«Un muffin = 25 minutes de course»: une indication utile sur les étiquettes?

Des exemples d'emballages créés par la RSPH/ Capture d'écran de la Royal Society for Public Health. 

Des exemples d'emballages créés par la RSPH/ Capture d'écran de la Royal Society for Public Health. 

Une association anglaise travaillant sur l’amélioration de la santé publique souhaite mettre en place des étiquettes alimentaires indiquant combien de minutes d’activité physique sont nécessaires pour brûler les calories que l’on s’apprête à ingérer.

Un petit paquet de chips, c’est 171 calories, que l’on peut brûler en trente-et-une minutes de marche ou seize minutes de course à pied… Est-ce que ce genre d’information peut nous aider à faire des choix alimentaires plus sains? Au Royaume-Uni, la Royal Society for Public Health (RSPH) affirme que oui.

Cette association dédiée à la santé publique via l’information et l’éducation a en tout cas appelé à inscrire sur les étiquettes un «équivalent d’activité», des pictogrammes servant à montrer combien de temps d’exercice serait nécessaire pour brûler les calories contenues dans les aliments ou boissons. Le Guardian explique ainsi que l’organisation a diffusé des exemples d’emballages pour inspirer les industriels et le gouvernement, montrant un personnage en train de courir, de nager ou de faire du vélo avec le nombre de minutes de sport correspondant à l'élimination des calories contenues dans le produit. 

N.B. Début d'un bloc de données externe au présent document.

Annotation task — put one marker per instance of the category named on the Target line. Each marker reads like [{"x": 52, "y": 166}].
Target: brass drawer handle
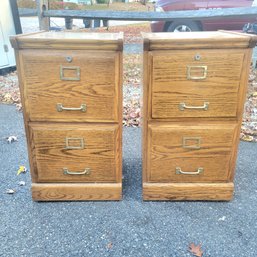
[
  {"x": 61, "y": 108},
  {"x": 87, "y": 171},
  {"x": 202, "y": 68},
  {"x": 179, "y": 171},
  {"x": 183, "y": 106}
]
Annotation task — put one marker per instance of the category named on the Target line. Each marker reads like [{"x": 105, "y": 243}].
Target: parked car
[{"x": 205, "y": 25}]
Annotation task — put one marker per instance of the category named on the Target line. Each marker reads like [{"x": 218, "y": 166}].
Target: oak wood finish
[
  {"x": 188, "y": 191},
  {"x": 190, "y": 154},
  {"x": 74, "y": 154},
  {"x": 76, "y": 191},
  {"x": 44, "y": 90}
]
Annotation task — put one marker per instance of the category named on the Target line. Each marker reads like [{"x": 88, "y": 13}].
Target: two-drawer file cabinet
[
  {"x": 71, "y": 89},
  {"x": 194, "y": 91}
]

Comme le rapportait Slate.fr en 2014, Sarah Bleich, professeur de santé publique à l’Université John Hopkins, a déjà fait des expériences sur cette mesure à Baltimore: l’effet dissuasif escompté avait bien été observé. Ashlei James, étudiante dans une université texane, avait réalisé le même genre de tests en 2013, avec les même résultats.

Régime alimentaire

Pour la RSPH, les consommateurs sous-estiment donc le temps d’exercice équivalent à des produits de tous les jours: généraliser ces indications pourrait donc aider à lutter contre l’obésité. D’après une étude réalisée pour le compte de l’organisation, les deux tiers des Anglais seraient favorables à une telle mesure: 53% des 2.010 adultes interrogés ont déclaré que cela les pousserait à faire des changements de comportements positifs: choisir des produits plus sains, manger des petites portions, faire plus d’exercice physique…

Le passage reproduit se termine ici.